Post-race collapse is when a runner loses weight while running, the body preserved the blood volume by drawing fluids from the tissues, the runner stops running, and the body starts putting the blood volume back into the tissues, then you get into a bit of trouble, …but you can take care of all of that.
All You Need To Do
Right now we are in the base training and people ask, “Well, aren’t I going to do intervals like Hal Higdon? Aren’t I going to do the Jeff Galloway method of walking and running?”
The bottom line is base precedes speed, and that is all you need to do.
In the weeks to come, Dr. Scaff will get into a little bit about pacing (the 5-Second Rule). A study of people in the Boston Marathon found that people whose pace varied by more than 5 seconds per mile hit The Wall or did not finish.
But this does not have to happen to you. All you have to do is if you are running at a 10-minute mile now, and you stay at a 10-minute mile and you are comfortable, you will do fine, and you will certainly do better than the other people who are going to be suffering.
The Honolulu Marathon Clinic’s basic approach to training for the marathon is:
In the first 3 months (March, April, May) run 1 hour 3 times per week. That is easy.
In the fourth month (June) increase to 1 hour 4 times per week.
Starting in the fifth month (July) increase to 30 miles per week, which will take you 4 to 6 hours depending on your pace. The reason for this is because if you can get up to 30 miles per week, and stay there for 2 months without getting injured, and you slow down on the day of the marathon you will finish. And then of course if you want to complete the marathon with a little bit better finish time, you can add miles in the remaining months of training.
(This is so Simple! People ask Dr. Scaff, “What are you doing out in the middle of the Pacific giving this stupid lecture?” He shares this because it works!)
That’s basically all you have to do, is be mindful of your pace and stick to the program and you are going to all do very well.
Read the Rules
If you are going on a trip this summer, and even if you are not, Dr. Scaff encourages you to take his book, Your First Marathon – The Last Word In Long Distance Running, and at least read the sections on rules. In fact, Dr. Scaff recommends that everyone should read the entire book as it is a very good source of information on all things running, and other interesting topics as well.
If you are interested in acquiring a copy of the book, Your First Marathon – The Last Word In Long Distance Running, by Jack H. Scaff Jr., M.D., F.A.C.S.M., available for purchase at the Honolulu Marathon Clinic on Sundays and online at: http://yourfirstmarathon.net/buy-online-today/
Next Sunday Dr. Scaff will talk about “The Beginners Guide to Injuries”. After all, why spend a lot of money in a doctor’s office if you can take care of some things at home for free? Remember: Feeling good is the first sign of an injury. Nobody gets injured with a hangover or a cold. So if you’re feeling good be careful. And if you’re feeling bad, don’t worry, you’ll never get hurt.

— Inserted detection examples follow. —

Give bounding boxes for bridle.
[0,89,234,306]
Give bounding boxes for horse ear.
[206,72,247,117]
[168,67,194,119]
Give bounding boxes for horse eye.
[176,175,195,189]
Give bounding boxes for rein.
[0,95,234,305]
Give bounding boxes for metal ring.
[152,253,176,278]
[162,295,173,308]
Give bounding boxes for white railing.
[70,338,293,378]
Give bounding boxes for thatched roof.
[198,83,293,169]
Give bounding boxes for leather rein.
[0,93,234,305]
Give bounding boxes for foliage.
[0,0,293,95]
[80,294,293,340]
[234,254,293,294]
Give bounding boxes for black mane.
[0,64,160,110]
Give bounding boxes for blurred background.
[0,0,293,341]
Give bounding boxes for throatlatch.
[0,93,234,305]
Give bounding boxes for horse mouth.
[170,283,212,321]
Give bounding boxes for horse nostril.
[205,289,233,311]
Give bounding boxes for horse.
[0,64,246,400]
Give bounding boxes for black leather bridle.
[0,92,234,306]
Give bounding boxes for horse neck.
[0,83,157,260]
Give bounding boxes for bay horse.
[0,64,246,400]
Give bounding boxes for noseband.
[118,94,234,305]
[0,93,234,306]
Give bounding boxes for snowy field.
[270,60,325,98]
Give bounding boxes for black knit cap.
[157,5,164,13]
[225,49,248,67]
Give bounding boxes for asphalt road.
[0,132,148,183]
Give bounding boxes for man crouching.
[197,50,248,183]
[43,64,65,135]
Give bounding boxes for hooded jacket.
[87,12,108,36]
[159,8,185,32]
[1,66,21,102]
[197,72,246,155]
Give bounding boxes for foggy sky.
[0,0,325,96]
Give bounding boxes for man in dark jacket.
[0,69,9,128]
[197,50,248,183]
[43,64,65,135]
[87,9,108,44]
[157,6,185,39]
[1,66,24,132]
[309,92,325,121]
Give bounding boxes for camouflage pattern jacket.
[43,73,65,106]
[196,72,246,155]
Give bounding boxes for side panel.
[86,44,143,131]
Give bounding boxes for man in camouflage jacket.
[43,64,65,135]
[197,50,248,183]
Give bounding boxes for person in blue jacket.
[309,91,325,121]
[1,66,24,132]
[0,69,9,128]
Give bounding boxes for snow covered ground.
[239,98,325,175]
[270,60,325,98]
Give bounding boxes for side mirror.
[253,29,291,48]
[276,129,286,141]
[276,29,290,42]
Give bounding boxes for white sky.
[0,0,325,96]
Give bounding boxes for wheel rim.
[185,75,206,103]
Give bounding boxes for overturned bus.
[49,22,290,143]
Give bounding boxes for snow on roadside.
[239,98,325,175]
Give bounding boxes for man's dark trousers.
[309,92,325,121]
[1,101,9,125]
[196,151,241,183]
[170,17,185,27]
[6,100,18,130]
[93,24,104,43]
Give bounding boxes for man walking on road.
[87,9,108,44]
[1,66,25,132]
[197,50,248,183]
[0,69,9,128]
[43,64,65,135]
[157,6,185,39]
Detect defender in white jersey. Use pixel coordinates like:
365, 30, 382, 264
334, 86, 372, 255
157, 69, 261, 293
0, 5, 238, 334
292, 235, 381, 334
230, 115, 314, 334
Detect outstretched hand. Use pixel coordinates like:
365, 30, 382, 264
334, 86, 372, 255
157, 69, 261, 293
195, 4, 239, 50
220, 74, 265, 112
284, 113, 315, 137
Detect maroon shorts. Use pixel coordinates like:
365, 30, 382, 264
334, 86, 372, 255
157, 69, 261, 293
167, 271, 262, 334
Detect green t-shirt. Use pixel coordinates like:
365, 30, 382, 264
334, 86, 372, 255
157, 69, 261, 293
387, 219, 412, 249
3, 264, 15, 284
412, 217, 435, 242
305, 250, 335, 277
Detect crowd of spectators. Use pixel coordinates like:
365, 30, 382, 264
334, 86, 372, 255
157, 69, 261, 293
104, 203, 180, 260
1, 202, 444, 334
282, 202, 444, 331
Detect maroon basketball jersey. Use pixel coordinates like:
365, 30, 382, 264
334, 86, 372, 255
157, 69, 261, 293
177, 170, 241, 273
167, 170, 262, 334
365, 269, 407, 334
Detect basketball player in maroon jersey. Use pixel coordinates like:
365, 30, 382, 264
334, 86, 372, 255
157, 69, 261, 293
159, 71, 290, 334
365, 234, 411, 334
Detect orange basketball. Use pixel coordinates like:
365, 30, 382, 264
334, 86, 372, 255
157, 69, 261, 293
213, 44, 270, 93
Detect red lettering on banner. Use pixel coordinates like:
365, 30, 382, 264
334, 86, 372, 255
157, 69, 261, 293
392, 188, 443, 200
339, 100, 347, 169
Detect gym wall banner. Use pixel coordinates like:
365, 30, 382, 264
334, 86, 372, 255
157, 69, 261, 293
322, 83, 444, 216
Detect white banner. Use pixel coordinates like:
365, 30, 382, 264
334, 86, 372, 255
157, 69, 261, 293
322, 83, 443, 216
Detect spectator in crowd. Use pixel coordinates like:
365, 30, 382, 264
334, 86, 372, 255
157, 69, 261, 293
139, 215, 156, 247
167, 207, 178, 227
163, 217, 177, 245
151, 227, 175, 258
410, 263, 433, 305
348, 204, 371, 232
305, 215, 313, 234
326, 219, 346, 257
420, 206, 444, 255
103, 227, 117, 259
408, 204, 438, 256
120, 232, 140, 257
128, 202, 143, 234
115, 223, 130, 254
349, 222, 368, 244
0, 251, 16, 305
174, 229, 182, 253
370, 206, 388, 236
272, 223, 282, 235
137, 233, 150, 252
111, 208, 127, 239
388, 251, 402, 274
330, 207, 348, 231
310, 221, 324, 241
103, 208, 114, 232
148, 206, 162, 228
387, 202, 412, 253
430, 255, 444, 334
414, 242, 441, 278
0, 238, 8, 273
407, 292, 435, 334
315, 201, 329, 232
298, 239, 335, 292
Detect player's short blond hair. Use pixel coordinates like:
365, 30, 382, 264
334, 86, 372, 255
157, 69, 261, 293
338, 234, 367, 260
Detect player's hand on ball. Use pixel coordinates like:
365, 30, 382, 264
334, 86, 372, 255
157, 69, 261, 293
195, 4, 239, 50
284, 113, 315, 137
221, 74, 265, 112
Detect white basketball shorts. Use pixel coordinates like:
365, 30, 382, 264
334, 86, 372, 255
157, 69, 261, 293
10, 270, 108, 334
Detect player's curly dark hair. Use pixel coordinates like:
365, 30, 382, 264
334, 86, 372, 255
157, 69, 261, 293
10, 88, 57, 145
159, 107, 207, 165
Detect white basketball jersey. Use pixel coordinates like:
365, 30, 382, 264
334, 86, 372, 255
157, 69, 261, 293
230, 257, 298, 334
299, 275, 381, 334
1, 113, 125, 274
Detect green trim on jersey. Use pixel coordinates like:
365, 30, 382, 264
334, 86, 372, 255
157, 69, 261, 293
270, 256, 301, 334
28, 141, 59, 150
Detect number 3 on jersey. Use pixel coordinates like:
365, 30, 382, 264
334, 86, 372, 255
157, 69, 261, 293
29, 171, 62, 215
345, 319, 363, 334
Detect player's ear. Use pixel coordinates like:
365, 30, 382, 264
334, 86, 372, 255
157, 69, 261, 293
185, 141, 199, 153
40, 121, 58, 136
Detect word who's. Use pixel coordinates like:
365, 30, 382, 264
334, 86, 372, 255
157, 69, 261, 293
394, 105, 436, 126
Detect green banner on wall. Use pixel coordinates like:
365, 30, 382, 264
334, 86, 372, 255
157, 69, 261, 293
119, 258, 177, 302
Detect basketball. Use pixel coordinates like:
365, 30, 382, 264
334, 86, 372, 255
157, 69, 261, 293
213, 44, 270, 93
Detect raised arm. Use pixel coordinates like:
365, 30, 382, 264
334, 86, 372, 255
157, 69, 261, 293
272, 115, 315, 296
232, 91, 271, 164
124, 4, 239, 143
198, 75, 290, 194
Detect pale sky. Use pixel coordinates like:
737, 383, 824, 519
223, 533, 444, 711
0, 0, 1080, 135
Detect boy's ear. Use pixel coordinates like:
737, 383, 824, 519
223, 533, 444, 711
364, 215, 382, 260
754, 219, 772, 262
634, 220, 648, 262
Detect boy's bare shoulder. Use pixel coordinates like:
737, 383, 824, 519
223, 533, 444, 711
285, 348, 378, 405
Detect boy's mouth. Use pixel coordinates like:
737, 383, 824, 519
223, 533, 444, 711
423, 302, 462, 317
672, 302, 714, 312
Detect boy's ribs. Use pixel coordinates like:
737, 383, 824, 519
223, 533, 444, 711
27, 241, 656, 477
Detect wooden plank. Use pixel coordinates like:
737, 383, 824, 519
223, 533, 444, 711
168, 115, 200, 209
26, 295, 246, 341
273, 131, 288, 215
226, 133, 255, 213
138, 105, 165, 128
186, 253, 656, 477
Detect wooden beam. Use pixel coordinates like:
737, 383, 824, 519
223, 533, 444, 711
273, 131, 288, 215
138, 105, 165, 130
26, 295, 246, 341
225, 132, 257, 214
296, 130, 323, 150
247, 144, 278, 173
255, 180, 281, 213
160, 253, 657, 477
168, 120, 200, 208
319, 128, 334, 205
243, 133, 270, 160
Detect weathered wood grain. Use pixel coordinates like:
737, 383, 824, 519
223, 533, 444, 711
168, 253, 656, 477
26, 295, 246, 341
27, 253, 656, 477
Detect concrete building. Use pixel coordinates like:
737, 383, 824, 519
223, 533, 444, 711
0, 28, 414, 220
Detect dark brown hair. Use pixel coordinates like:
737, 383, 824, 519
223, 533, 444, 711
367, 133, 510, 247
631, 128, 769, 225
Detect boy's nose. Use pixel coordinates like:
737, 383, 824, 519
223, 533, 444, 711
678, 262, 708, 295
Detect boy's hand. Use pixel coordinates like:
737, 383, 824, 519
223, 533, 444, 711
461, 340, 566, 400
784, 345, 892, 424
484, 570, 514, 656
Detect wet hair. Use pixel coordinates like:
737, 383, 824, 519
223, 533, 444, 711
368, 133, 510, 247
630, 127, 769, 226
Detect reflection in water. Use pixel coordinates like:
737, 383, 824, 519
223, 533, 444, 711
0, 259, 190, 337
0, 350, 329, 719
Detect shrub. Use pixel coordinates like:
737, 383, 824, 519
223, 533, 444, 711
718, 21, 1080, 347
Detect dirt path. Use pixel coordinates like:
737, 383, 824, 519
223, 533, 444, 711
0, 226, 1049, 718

For some good reading on nutrition, Dr. Scaff recommends everyone check out the daily postings on Dr. Alan Titchenal’s “Got Nutrients?” web site: http://gotnutrients.net/tips.cfm
Here is a recent posting:
May 6, 2012
For some time, research has indicated that consistent physical activity provides long term health benefits. A new report emphasizes that the benefits may be somewhat like alcohol consumption. Mortality is higher in non-joggers and in those undertaking extreme levels of exercise than it is in moderate joggers.
Eur J Epidemiol. 2012 Feb;27(2):91-9.